If you were alive now, you would be a woman of sixty-five,
A woman on the verge of old age. At twenty you were burned
And I don't know what happened to you in your short life
Since we separated. What did you achieve, what insignia
Did they put on your shoulders, your sleeves, your
Brave soul, what shining stars
Did they pin on you, what decorations for valor, what
Medals for love hung around your neck,
What peace upon you, peace unto you.
And what happened to the unused years of your life?

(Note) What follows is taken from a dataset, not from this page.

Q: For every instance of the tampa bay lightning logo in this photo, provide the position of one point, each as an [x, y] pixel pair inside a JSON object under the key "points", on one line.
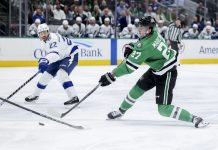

Are they still packed away in pretty bundles,
Were they added to my life? Did you turn me
Into your bank of love like the banks in Switzerland
Where assets are preserved even after their owners are dead?
Will I leave all this to my children
Whom you never saw?

You gave your life to me, like a wine dealer
Who remains sober himself.
You sober in death, lucid in the dark
For me, drunk on life, wallowing in my forgetfulness.
Now and then, I remember you in times
Unbelievable. And in places not made for memory
But for the transient, the passing that does not remain.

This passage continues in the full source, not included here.